You should recalculate your TDEE every 5-10 pounds of weight loss, or at least once a month, to ensure your calorie targets remain accurate for your current body size.
Does muscle loss affect TDEE more than fat loss?
Yes, losing muscle mass has a more significant negative impact on TDEE than losing fat, because muscle tissue is more metabolically active and burns more calories at rest compared to fat tissue.
What is metabolic adaptation?
Metabolic adaptation is when your body’s metabolism slows down more than what would be predicted purely by changes in body size, as a protective response to prolonged calorie restriction, making further weight loss more challenging.
Can I prevent my TDEE from dropping significantly?
You can mitigate the drop in TDEE by preserving muscle mass through strength training, ensuring adequate protein intake, and actively maintaining or increasing your non-exercise activity thermogenesis (NEAT).
Why am I plateauing if I’m still in a calorie deficit?
You might be plateauing because your TDEE has decreased due to weight loss and metabolic adaptation, meaning the “deficit” you’re eating is no longer a true deficit for your current body.
How do diet breaks help with TDEE?
Diet breaks, where you temporarily eat at maintenance calories, can help mitigate metabolic adaptation by signaling to your body that energy stores are not critically low, potentially leading to a temporary increase in leptin and energy expenditure.
Does a slow metabolism mean I can’t lose weight?
A slower metabolism means you need to consume fewer calories to create a deficit, but it doesn’t prevent weight loss. It simply requires more precise calorie tracking and strategic adjustments to your diet and activity.
Is TDEE the same for everyone at the same weight?
No, TDEE varies between individuals even at the same weight due to differences in age, sex, body composition (muscle vs. fat), genetics, and daily activity levels.
Does increasing exercise help offset a lower TDEE?

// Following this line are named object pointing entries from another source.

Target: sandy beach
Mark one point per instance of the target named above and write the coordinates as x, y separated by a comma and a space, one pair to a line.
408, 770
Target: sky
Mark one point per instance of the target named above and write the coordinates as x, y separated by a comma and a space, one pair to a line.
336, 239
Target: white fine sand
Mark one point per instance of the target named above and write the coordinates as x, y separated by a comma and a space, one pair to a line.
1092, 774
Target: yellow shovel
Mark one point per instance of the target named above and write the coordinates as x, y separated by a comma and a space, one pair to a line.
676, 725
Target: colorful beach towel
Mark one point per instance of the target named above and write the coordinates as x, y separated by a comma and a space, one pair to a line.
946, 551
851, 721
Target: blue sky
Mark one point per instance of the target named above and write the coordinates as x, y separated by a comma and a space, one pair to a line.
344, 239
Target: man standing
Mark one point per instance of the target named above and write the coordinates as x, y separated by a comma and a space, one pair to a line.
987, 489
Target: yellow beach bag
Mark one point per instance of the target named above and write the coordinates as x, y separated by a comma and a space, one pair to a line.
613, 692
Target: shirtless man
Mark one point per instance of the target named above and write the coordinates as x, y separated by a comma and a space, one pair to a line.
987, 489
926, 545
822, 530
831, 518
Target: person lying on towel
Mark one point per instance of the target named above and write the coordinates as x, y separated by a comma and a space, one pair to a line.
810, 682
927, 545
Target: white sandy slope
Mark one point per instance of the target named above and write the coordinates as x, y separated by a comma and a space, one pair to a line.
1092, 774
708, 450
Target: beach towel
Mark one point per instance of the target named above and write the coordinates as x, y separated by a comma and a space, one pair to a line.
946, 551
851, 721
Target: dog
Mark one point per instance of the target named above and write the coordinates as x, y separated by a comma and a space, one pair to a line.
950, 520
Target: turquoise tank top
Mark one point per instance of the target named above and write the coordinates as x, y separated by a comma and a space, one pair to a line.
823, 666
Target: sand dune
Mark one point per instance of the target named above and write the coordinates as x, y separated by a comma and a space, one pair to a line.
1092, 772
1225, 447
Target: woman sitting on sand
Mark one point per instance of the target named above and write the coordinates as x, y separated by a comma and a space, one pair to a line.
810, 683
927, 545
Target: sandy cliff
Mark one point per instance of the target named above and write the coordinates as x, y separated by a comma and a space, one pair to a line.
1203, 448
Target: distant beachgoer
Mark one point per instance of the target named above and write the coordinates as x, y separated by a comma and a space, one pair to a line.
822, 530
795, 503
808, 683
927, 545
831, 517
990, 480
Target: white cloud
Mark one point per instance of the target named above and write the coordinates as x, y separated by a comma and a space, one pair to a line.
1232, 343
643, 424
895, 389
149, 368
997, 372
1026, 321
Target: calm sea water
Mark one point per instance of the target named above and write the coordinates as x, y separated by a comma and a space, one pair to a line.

Yes, increasing your exercise activity thermogenesis (EAT) or non-exercise activity thermogenesis (NEAT) can help burn more calories and offset some of the TDEE reduction that occurs with weight loss.
Should I eat less food or exercise more to counter TDEE changes?
A combination of both is generally most effective. Making small, incremental reductions in calorie intake and slightly increasing physical activity helps maintain a healthy deficit without overly restricting or over-exercising.